In the Irish media, sympathy is on the side of the Hutch family, of which the journalists make no secret. The Kinahans are seen as the hard gangsters of a mega-rooted drug cartel, Hutch they see more like a kind of Robin Hood. Not only the press, but also the Irish police would be more favourable to Hutch and very anti-Kinahan. For example, according to the newspapers in November 2015 at the Red Cow Hotel in Dublin, at a boxing gala, a failed attack was made on Liam Roe, a cousin of ‘Fat Freddie’ Thompson and also a renowned Kinahan associate. That was quite widely reported in the press, but in reality, Liam was not present at all, and the Kinahans think the attack was intended for Daniel Kinahan.

According to the confidential person, both the Kinahans and the police were warned at the time and there were rumors that a new attempt was being made on 5 February 2016 at the Regency Hotel. Everyone was therefore very careful. That the police continued this event would have been the presence of ex-Ira members, of the Irish Republican Army, who were followed by Irish undercover agents and a British detective. Nevertheless, after the shooting, it took 23 minutes before the police appeared officially. The Kinahans argue that photos of them appeared in the media the next days, while the photographs of the killers were not to be published. Later, one of the victims of the series of liquidations, Eddy Hutch, was labeled in the Irish media as an innocent taxi driver. According to the Kinahans, he had arranged the weapons that were used in the Regency Hotel.

MURDER IN THE SINGER STREET

George “the Penguïn” Mitchell, has been living in the Netherlands for a long time. What few people know is that in 2000 his son-in-law, Derek ‘Maradona’ Dunne, 33, was murdered in Amsterdam. His nickname is thanks to the fact that he was a good football player in Ireland. After moving to the Netherlands he became a major supplier of hash, heroin and xtc to Ireland. He lived with his wife Rachel and their two children in the Singer Street in Amsterdam. On June 3, 2000, at 10.30 p.m., there is unexpected visit. Rachel looks through the spyhole. Good people: A good friend of Derek’s from Liverpool. She opens the door. Then it turns out that the good friend is handcuffed; he was abducted earlier that day. He is pushed in by an Amsterdam criminal and a Croatian. The man from Amsterdam is retrieving his money for a lot of bad drugs that Dunne had delivered. They throw Rachel on the ground and shout that Dunne has to appear. Dunne calls: “So you wanted your money?” and shoots the man from Amsterdam in his head. The wounded man flees with the Croat. Dunne runs after him and gets hit in a firefight. The men escape, Dunne has been hit four times in his back and dies in the hospital. The Croatian who has unloaded the fatal shots is arrested and convicted. During the search, the police finds a quarter of a million euro in cash and a huge amount of hash.

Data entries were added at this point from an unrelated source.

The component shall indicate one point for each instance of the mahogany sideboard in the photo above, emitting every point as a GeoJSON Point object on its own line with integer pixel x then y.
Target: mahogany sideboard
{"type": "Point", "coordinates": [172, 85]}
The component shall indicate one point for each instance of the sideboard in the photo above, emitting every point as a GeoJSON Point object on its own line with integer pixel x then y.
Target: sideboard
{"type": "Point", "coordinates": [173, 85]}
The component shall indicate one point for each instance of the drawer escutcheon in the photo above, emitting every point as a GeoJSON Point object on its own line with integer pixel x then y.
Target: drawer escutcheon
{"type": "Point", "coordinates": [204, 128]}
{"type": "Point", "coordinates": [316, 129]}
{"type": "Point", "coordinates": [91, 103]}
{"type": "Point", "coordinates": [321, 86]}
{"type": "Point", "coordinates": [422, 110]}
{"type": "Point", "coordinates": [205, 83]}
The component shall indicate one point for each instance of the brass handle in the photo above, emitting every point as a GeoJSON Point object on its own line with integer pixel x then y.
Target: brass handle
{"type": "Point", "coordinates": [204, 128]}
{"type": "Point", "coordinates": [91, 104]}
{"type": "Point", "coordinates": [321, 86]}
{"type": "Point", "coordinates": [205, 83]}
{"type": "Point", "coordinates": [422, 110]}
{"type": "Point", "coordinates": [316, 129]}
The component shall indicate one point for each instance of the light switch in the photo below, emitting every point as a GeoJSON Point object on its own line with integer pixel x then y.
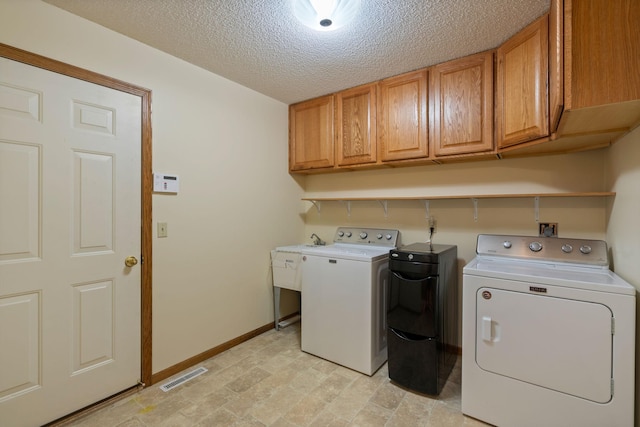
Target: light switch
{"type": "Point", "coordinates": [162, 229]}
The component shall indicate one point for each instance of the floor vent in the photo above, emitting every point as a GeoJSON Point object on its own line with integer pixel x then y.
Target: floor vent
{"type": "Point", "coordinates": [182, 379]}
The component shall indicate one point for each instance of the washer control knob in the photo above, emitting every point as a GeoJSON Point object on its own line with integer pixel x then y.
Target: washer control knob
{"type": "Point", "coordinates": [567, 248]}
{"type": "Point", "coordinates": [535, 246]}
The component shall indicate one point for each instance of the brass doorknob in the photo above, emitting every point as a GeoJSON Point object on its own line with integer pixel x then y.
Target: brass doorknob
{"type": "Point", "coordinates": [130, 261]}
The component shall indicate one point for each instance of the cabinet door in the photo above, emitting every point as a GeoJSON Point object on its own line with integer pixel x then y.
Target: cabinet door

KINAHAN: WITH PRINCESS AMALIA IN CEMENT AND GOLD

An Irish TV documentary broadcast on the Kinahan Kartel in 2016 claims that Kinahan has invested his capital and earns money in cement, sugar and gold. A Spanish document was displayed as proof. “A 55 dólares americanos para venderlas a 97”. Crime reporter Owen Conlon of The Irish Sun claims that Kinahan purchased the cement for $55 per tonne and sold for $97 and transported between countries like Angola and Namibia and Dubai.

This story picks up in several newspapers, but is based on a misunderstanding. In December 2003, Christy Kinahan was detained in Belgium for one year. He was figuring out: “How can I make money with cement and gold?” After all, that is a lot less risky than drugs or weapons. The Dutch Princess Amalia had just been born and Kinahan founded an English Limited under the name of Amalia Trading. In prison he set up a complete financial model, concluding that there is no profit in this trade. It has been pure theory, but the Belgian justice had found the documents and added to the file. The Spanish police did not understand much about it.